Databricks, Talend Expand Cloud Access to Spark

Databricks and Talend, the cloud data integration vendor, are joining forces to help data jockeys scale their integration efforts using the Apache Spark analytics engine hosted on Talend’s cloud.

Databricks, the creators of Apache Spark, and Talend (NASDAQ: TLND) said integration between the cloud service and Databrick’s analytics platform would enable data engineers to leverage the cluster computing framework for processing large data sets at scale. The integration would replace manual coding with a drop-and-drag interface, the partners said Thursday (Nov. 15).

Talend’s cloud is already integrated with the Databricks analytics engine running on Amazon Web Services (NASDAQ: AMZN) and Microsoft Azure (NASDAQ: MSFT). The integration would allow joint customers to move more analytics workloads to Databricks via Talend’s cloud, according to Michael Pickett, Talend’s senior vice president for corporate and business development.

Databricks pitches its cloud-based analytics platform as running workloads ranging from data pipelines to machine learning models “in one place.” The cloud-native service also includes features like automatic configuration and scaling.

“Our joint integration provides a single source of trusted data which is essential when data teams are working with machine learning algorithms,” said Michael Hoff, senior vice president for business development at San Francisco-based Databricks.

Talend, Redwood City, Calif., said its native support for the Databricks analytics platform would allow users to spin up and down a big data cluster in the cloud, then ingest and process large data volumes, paying only for those cloud resources used.

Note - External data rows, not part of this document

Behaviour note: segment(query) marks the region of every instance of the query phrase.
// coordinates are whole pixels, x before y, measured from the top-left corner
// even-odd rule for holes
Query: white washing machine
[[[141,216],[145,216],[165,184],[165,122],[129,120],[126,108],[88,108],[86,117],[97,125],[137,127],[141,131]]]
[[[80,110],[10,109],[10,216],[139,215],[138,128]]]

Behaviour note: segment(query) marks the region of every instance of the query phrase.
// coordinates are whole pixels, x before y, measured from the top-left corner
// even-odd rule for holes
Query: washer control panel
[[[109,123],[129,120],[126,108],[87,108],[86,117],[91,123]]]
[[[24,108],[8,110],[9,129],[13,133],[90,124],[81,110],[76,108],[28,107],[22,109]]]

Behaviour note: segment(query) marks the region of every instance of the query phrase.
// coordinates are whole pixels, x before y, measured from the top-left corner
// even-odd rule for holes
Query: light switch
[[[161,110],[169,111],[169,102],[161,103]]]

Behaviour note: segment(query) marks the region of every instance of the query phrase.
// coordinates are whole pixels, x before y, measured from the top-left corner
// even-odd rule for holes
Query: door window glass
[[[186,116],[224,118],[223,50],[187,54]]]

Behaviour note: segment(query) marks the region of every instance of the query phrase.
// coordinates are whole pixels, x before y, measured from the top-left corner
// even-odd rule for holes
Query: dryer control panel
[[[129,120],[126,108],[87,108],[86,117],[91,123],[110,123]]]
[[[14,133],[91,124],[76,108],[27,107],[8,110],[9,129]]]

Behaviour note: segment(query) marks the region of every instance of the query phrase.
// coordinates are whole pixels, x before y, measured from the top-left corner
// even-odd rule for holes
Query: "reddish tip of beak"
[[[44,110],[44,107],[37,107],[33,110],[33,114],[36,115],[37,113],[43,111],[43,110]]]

The partnership with Databricks represents Taland’s latest foray into providing cloud services to data scientists and analysts. Earlier this year, it launched a free data streaming service based on Apache Beam to build data pipelines on the AWS cloud.

The shift to real-time data streaming expands on its earlier work on batch-oriented ETL. The streaming service builds data pipelines in either batch or streaming modes.